Das Bundesarbeitsgericht formuliert dazu:

„Bei der Abmahnung, die nunmehr in § 314 BGB gesetzlich verankert wurde, handelt es sich um die Ausübung eines arbeitsvertraglichen Gläubigerrechts durch den Arbeitgeber. Als Gläubiger der Arbeitsleistung weist er den Arbeitnehmer als sein Schuldner auf dessen vertragliche Pflicht hin und macht ihn auf die Verletzung dieser Pflicht aufmerksam (Rügefunktion). Zugleich forderte er ihn für die Zukunft zu ein vertragsgetreuen Verhalten auf und kündigt, wenn ihm dies angebracht erscheint, individualrechtliche Konsequenzen für den Fall einer erneuten Pflichtverletzung an (Warnfunktion).“

Entsprechend genügt es nicht, wenn der Arbeitgeber nur schlagwortartig formuliert: „Sie kommen andauernd zu spät“, „das ist Schlamperei“, etc. Hinweisfunktion. Vielmehr muss der Arbeitgeber präzise den Ort, Datum, Zeit und Dauer der Pflichtverletzung präzisieren. Für die Warnfunktion genügt die Erklärung, dass Inhalts-oder bestandsbedrohende Konsequenzen in Betracht kommen. Entsprechend ist nicht erforderlich, dass genau gesagt wird, ob diese in einer ordentlichen oder außerordentlichen Kündigung bestehen könnten. Für die Erfüllung einer Warnfunktion kommt es daher darauf an, ob der Arbeitnehmer aus der Warnung den Hinweis entnehmen kann, der Arbeitgeber erwäge für den Wiederholungsfall eine Kündigung. Eine Frist innerhalb derer der Arbeitgeber sein vertragliches Rügerecht ausüben muss, besteht nicht. Allerdings kann der Arbeitgeber durch längeres Zuwarten zeigen, dass er den behaupteten Vertragsverstoß des Arbeitnehmers nicht als sanktionswürdig ansieht.

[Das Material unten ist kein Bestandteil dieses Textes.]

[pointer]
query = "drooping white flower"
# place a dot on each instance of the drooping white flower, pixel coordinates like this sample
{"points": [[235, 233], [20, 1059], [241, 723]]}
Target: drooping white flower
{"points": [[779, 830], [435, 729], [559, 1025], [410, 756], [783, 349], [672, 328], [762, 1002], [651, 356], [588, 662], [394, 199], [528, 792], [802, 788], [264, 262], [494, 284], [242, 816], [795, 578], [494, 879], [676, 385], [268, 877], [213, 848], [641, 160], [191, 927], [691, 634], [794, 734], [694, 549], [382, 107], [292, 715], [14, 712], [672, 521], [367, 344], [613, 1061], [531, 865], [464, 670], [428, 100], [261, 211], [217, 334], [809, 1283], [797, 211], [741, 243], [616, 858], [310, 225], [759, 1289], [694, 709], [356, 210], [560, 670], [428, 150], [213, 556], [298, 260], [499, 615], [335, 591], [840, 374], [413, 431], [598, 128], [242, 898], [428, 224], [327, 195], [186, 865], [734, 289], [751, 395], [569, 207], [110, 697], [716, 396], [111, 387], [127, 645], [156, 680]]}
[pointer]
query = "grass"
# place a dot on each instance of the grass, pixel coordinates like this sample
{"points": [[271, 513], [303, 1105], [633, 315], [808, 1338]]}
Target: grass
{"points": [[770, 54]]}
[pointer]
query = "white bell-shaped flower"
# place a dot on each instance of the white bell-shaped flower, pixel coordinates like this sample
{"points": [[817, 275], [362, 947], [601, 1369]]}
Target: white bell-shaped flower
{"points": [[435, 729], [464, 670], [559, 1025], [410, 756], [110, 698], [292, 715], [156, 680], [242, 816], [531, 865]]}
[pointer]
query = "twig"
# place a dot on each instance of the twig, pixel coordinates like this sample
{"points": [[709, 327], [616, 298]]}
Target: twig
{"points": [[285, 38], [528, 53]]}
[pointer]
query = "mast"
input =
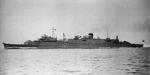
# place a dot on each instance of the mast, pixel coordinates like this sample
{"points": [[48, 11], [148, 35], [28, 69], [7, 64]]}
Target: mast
{"points": [[107, 32], [53, 32]]}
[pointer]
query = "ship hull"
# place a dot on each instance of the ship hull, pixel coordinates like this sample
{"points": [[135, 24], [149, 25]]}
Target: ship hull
{"points": [[66, 45], [18, 46]]}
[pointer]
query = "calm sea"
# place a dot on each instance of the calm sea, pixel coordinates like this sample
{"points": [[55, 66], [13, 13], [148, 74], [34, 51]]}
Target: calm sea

Eine Abmahnung, die den vorgenannten Anforderungen des Bundesarbeitsgerichts nicht entspricht, ist nicht wirksam. Der Arbeitnehmer kann vom Arbeitgeber die dann die Entfernung der Erklärung aus der Personalakte verlangen. In der Praxis wird entsprechend häufig kein arbeitsgerichtliches Verfahren geführt, um festzustellen, ob die vorgenannten Voraussetzungen des Bundesarbeitsgerichts vorliegen, oder nicht. Vielmehr werden die vorgenannten Voraussetzungen gerichtlich überprüft, wenn sie als Voraussetzung im Zusammenhang mit einer Prognose-Entscheidung zum Gegenstand einer arbeitsgerichtlichen Auseinandersetzung wird.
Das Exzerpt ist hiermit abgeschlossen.